I’m bad at naming animals what they would likely want to be named, but not as bad as my father: the cat who came to be known in our house as Nori (from Mr. Norrell) was known as Cat-Cat in his.
I’m sure a psychiatric professional can make something of my tendency to make my animals reflect my literary pretentions (Oscar, Edgar, Truman, and Sylvia) and his to be vaguely infantilizing and humiliating, but this isn’t about us – at least not directly.
It’s about Nori, a cat I rescued seven years ago from my father’s creepy and depressing house who has lived with us up until Sunday when he was overtaken by a mass around his heart and lungs. He’d been losing weight for a few weeks and breathing heavily, and it was less than 48 hours after taking him to the vet that he was dead.
(Not that I fault them in any way. The doctor came back to town on a Sunday night so we could spend Nori’s last few minutes with him, and it would have haunted me forever if Nori had died thinking we’d abandoned him.)

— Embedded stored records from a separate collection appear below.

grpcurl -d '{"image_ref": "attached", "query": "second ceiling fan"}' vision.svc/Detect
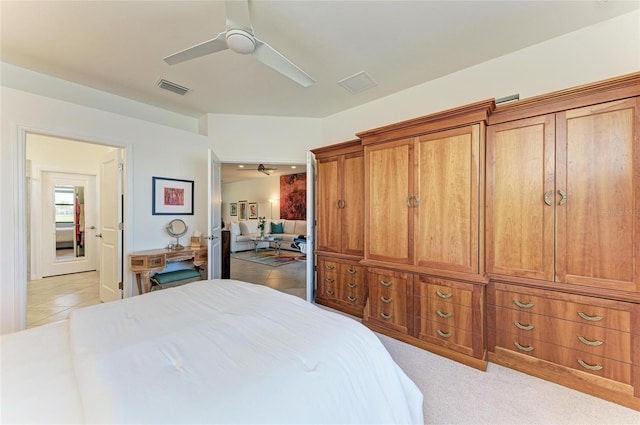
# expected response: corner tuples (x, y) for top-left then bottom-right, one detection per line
(163, 0), (315, 87)
(239, 164), (278, 176)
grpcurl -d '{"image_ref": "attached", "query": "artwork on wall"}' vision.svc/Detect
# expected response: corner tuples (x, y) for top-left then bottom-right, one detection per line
(239, 201), (248, 220)
(152, 177), (194, 215)
(249, 202), (258, 219)
(280, 172), (306, 220)
(230, 203), (237, 216)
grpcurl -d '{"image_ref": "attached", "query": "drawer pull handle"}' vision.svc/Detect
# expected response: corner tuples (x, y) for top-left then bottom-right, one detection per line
(514, 321), (534, 331)
(325, 278), (334, 283)
(514, 342), (534, 352)
(436, 310), (452, 319)
(347, 296), (357, 302)
(380, 312), (392, 320)
(380, 279), (392, 287)
(436, 290), (452, 299)
(347, 268), (357, 274)
(326, 290), (334, 296)
(436, 329), (452, 338)
(543, 190), (553, 206)
(514, 300), (534, 309)
(578, 311), (603, 322)
(380, 296), (392, 304)
(578, 336), (603, 347)
(347, 282), (357, 288)
(324, 265), (335, 270)
(578, 359), (603, 371)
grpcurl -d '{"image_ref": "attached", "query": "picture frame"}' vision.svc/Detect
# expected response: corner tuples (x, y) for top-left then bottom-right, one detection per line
(152, 176), (194, 215)
(230, 202), (237, 216)
(249, 202), (258, 219)
(239, 202), (248, 220)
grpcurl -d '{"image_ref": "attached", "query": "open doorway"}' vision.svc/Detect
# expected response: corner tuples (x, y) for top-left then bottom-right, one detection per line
(25, 133), (122, 328)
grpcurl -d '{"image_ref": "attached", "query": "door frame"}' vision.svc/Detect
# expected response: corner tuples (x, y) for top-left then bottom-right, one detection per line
(14, 125), (133, 331)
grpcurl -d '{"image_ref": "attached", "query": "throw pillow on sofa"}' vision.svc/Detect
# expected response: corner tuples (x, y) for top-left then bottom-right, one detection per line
(271, 222), (284, 234)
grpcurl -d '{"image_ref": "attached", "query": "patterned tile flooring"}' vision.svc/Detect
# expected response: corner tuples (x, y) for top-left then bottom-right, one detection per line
(26, 251), (307, 328)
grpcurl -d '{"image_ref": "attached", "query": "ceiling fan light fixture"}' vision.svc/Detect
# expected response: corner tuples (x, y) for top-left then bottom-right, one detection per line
(226, 29), (256, 54)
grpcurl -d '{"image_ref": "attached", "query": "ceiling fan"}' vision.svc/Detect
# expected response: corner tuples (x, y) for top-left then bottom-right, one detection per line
(239, 164), (278, 175)
(163, 0), (315, 87)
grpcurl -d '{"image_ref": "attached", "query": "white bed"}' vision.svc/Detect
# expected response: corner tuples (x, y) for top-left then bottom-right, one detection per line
(1, 279), (423, 424)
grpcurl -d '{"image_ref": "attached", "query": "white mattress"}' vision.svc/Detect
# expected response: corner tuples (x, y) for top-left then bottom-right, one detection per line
(2, 279), (423, 424)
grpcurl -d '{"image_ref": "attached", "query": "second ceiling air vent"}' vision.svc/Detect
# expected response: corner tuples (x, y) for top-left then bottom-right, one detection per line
(157, 79), (190, 96)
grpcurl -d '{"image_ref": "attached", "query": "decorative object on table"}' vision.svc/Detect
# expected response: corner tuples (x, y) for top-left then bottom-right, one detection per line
(166, 218), (188, 250)
(190, 230), (201, 248)
(257, 216), (266, 238)
(280, 173), (306, 220)
(152, 176), (194, 215)
(249, 202), (258, 219)
(230, 202), (237, 216)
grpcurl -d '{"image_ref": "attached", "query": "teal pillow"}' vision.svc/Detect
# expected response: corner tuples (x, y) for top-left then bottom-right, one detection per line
(271, 222), (284, 234)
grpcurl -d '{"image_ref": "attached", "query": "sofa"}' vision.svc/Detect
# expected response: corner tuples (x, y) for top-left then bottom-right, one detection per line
(228, 219), (307, 253)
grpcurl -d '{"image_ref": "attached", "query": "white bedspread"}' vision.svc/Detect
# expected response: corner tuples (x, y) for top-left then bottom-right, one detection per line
(3, 279), (423, 424)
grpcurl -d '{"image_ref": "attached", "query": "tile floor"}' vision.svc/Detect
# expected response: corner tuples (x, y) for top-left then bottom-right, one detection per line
(26, 249), (308, 328)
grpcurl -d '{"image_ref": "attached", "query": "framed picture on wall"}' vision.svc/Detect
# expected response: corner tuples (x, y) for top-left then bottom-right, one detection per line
(249, 202), (258, 219)
(230, 202), (237, 216)
(152, 176), (194, 215)
(239, 202), (248, 220)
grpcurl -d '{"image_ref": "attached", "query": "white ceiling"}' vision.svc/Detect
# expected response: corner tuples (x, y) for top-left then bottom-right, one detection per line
(2, 1), (638, 120)
(221, 162), (305, 183)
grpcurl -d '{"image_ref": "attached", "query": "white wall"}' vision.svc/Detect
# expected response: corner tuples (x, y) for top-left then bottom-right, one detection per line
(1, 86), (212, 334)
(222, 176), (281, 224)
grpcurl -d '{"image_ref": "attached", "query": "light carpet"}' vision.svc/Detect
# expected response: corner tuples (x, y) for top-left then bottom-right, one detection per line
(231, 250), (304, 267)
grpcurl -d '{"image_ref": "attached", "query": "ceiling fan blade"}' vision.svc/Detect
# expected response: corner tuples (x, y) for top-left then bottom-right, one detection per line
(164, 31), (228, 65)
(253, 38), (315, 87)
(225, 0), (253, 33)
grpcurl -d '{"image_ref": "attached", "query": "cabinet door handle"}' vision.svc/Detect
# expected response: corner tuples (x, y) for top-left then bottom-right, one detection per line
(578, 311), (603, 322)
(514, 321), (534, 331)
(578, 336), (603, 347)
(543, 190), (553, 206)
(578, 359), (603, 371)
(347, 282), (357, 288)
(340, 200), (346, 209)
(413, 196), (420, 207)
(514, 300), (534, 309)
(436, 329), (452, 338)
(347, 268), (357, 274)
(380, 296), (392, 304)
(324, 265), (335, 270)
(436, 310), (452, 318)
(436, 290), (452, 299)
(514, 341), (534, 352)
(558, 189), (567, 206)
(380, 279), (392, 287)
(406, 196), (413, 208)
(347, 296), (357, 302)
(380, 312), (392, 320)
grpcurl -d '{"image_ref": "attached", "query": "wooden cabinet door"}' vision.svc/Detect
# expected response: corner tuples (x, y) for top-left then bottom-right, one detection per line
(341, 153), (364, 256)
(366, 139), (414, 263)
(486, 114), (556, 281)
(316, 158), (341, 253)
(414, 125), (480, 273)
(556, 98), (640, 292)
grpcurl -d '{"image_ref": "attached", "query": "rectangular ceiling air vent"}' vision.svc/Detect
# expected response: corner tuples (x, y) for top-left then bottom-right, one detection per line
(338, 71), (377, 94)
(157, 79), (189, 96)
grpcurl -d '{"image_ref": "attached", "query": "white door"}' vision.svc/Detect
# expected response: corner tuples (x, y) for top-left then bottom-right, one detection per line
(99, 149), (123, 301)
(305, 151), (316, 302)
(208, 149), (222, 279)
(41, 172), (97, 277)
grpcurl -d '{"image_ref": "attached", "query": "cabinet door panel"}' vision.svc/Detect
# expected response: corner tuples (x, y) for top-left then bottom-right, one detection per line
(342, 153), (365, 255)
(366, 140), (413, 263)
(556, 98), (639, 292)
(316, 159), (341, 252)
(486, 115), (555, 281)
(415, 125), (479, 273)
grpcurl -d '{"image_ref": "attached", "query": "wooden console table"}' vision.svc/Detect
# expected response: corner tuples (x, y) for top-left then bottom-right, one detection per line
(130, 247), (207, 294)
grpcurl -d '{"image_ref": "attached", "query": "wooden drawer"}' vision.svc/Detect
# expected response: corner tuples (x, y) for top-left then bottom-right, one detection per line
(340, 263), (364, 281)
(318, 259), (339, 274)
(495, 307), (631, 363)
(368, 286), (411, 334)
(130, 254), (165, 271)
(495, 331), (632, 384)
(368, 270), (409, 293)
(417, 318), (474, 356)
(494, 288), (632, 332)
(421, 298), (474, 332)
(425, 282), (473, 308)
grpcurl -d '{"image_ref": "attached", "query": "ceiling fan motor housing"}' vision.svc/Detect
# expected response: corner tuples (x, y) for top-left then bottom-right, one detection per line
(226, 29), (256, 54)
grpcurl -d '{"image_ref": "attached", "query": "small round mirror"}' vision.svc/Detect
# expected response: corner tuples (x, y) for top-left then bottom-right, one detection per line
(166, 219), (188, 249)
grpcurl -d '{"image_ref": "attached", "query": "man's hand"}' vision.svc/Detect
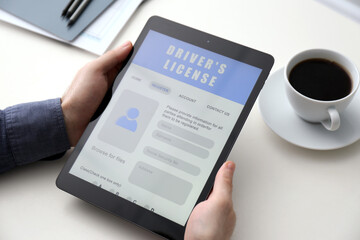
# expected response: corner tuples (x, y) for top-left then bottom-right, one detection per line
(61, 41), (132, 146)
(185, 161), (236, 240)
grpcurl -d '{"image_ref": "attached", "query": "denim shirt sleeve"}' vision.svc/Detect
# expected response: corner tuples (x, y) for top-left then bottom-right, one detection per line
(0, 98), (71, 173)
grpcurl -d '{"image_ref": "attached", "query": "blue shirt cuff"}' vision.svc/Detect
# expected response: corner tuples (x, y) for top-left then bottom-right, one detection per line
(4, 98), (71, 167)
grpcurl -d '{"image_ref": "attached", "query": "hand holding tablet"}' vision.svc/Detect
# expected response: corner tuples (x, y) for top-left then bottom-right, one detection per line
(57, 16), (274, 239)
(185, 161), (236, 240)
(61, 41), (133, 146)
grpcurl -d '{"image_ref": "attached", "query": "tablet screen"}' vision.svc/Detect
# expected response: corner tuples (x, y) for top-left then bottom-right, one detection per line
(68, 29), (262, 225)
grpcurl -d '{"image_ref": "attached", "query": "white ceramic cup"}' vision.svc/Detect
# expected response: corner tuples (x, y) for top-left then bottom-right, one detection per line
(284, 49), (359, 131)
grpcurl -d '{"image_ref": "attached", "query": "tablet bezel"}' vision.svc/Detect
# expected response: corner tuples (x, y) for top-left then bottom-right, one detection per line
(56, 16), (274, 240)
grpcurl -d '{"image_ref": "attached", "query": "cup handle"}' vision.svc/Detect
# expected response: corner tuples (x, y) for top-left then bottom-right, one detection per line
(321, 107), (340, 131)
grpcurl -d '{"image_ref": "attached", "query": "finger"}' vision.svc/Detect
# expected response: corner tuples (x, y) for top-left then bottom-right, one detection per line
(210, 161), (235, 199)
(94, 41), (132, 73)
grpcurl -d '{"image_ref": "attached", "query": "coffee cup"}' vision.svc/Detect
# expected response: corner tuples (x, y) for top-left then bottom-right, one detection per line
(284, 49), (359, 131)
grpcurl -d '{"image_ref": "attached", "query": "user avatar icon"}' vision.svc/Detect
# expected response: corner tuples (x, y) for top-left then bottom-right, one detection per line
(116, 108), (140, 132)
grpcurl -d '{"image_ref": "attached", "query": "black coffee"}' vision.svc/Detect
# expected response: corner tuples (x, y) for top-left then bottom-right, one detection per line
(289, 58), (352, 101)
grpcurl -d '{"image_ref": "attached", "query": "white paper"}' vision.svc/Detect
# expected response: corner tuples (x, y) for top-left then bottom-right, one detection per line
(0, 0), (144, 55)
(316, 0), (360, 23)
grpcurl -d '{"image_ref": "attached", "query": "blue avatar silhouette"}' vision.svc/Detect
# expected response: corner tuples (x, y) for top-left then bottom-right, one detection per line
(116, 108), (139, 132)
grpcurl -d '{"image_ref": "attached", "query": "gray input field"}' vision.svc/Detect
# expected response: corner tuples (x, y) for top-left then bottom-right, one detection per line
(158, 120), (214, 149)
(144, 146), (200, 176)
(128, 161), (193, 205)
(152, 130), (209, 159)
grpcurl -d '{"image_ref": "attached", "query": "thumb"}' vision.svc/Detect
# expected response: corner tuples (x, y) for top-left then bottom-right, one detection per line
(210, 161), (236, 200)
(94, 41), (133, 73)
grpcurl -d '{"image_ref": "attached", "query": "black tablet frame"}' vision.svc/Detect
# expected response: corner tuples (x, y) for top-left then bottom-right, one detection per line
(56, 16), (274, 240)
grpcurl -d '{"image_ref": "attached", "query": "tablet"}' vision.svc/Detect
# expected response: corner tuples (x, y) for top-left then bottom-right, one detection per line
(56, 16), (274, 239)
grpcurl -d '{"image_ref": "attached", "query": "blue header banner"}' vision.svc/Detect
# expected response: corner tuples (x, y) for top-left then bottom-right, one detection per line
(132, 30), (262, 105)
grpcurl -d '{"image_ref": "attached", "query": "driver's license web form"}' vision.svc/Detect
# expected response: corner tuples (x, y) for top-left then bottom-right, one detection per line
(69, 30), (262, 225)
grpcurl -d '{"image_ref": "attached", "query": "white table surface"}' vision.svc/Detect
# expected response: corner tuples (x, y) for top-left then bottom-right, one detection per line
(1, 0), (360, 239)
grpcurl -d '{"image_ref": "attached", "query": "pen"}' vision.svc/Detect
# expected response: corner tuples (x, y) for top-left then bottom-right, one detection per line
(61, 0), (75, 17)
(65, 0), (82, 18)
(68, 0), (92, 26)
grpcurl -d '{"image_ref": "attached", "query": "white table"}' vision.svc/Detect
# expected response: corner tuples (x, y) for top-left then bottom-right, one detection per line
(1, 0), (360, 239)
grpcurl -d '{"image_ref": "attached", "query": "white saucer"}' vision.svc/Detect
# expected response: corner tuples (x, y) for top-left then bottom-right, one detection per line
(259, 68), (360, 150)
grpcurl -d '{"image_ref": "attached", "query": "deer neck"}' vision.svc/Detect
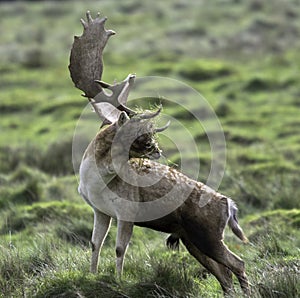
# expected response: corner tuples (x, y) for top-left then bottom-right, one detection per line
(93, 126), (115, 164)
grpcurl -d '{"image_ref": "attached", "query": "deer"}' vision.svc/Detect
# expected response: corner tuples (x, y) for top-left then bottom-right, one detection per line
(69, 11), (250, 296)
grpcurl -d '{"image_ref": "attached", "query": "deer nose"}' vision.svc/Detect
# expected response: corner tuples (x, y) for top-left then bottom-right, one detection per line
(150, 150), (161, 160)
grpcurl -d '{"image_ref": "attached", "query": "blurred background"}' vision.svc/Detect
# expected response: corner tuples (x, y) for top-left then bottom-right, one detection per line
(0, 1), (299, 297)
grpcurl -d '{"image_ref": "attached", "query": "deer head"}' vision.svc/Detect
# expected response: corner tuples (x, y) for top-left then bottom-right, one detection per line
(113, 107), (170, 160)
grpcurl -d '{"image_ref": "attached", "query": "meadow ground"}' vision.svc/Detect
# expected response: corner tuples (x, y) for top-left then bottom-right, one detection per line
(0, 0), (299, 297)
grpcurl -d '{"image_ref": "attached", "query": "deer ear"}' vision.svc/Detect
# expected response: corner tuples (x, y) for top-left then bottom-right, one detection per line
(117, 111), (129, 127)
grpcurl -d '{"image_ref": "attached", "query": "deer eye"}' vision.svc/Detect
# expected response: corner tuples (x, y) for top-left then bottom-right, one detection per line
(137, 134), (150, 143)
(145, 141), (154, 148)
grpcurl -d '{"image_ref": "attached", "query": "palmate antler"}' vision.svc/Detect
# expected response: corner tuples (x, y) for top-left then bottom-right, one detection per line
(69, 11), (115, 98)
(69, 11), (136, 124)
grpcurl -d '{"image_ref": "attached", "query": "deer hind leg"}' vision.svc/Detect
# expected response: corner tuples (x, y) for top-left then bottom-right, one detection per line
(217, 243), (250, 296)
(181, 236), (234, 295)
(201, 240), (250, 296)
(90, 209), (112, 273)
(182, 219), (250, 295)
(115, 220), (134, 277)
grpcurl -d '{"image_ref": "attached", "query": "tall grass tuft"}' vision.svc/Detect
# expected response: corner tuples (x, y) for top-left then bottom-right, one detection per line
(0, 238), (54, 297)
(253, 261), (300, 298)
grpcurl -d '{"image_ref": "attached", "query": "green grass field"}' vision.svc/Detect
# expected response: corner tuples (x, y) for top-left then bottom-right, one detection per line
(0, 0), (299, 297)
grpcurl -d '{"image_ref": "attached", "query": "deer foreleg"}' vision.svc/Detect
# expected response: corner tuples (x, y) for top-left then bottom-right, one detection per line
(90, 209), (111, 273)
(115, 220), (134, 277)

He came to live with us on October 28, 2013. I’d received a call a few days earlier that my father was dying in hospice so my sister and I went to visit him. She hadn’t seen him in thirty years and I hadn’t seen him in ten, but the visit was disappointing in a way that visits with a narcissist and sociopath almost always are. He complained about the ambulance ride, asked about my car, and ignored my sister, and I was angrier at that than I was at all his other years of evil because it was his final chance to be human and he predictably blew it.
Karen and I drove to his weird little house in his weird little town, and he’d built a peculiar fantasy cabin of a humble Dartmouth alum living out his years with badminton rackets and fake degrees hanging on the walls and shelves of self-help books about power.
He also had a cat.
The cat immediately jumped on my lap as soon as I sat down, and he seemed happy to be there. I worried that he was mistaking me for my father, thinking I’d come back from hospice cured of my creepy sociopathic aura.
Aimee had told me not to bring home any animals from my trip, but I couldn’t leave him alone there in a scary house so I took him with us.
(She eventually came around.)
We had a good nearly seven years together, us and Nori, and he enjoyed sleeping on my chest at night, usually facing outward. The charitable interpretation is that he was guarding me. The likelier one is that he just liked having his ass in my face.
That last day we saw my father, his final words to me were, “I’ll always be with you,” which is the closest I’ve ever been to being literally cursed. I wondered sometimes if Nori was my father’s black magic scheme to infiltrate my life, but if it was, all he got out of it was seven years of naps and sharing a litter box with three other cats.
Which, as curses go, worked out pretty well for both me AND Nori.
We’ll miss him terribly, the best curse we ever had.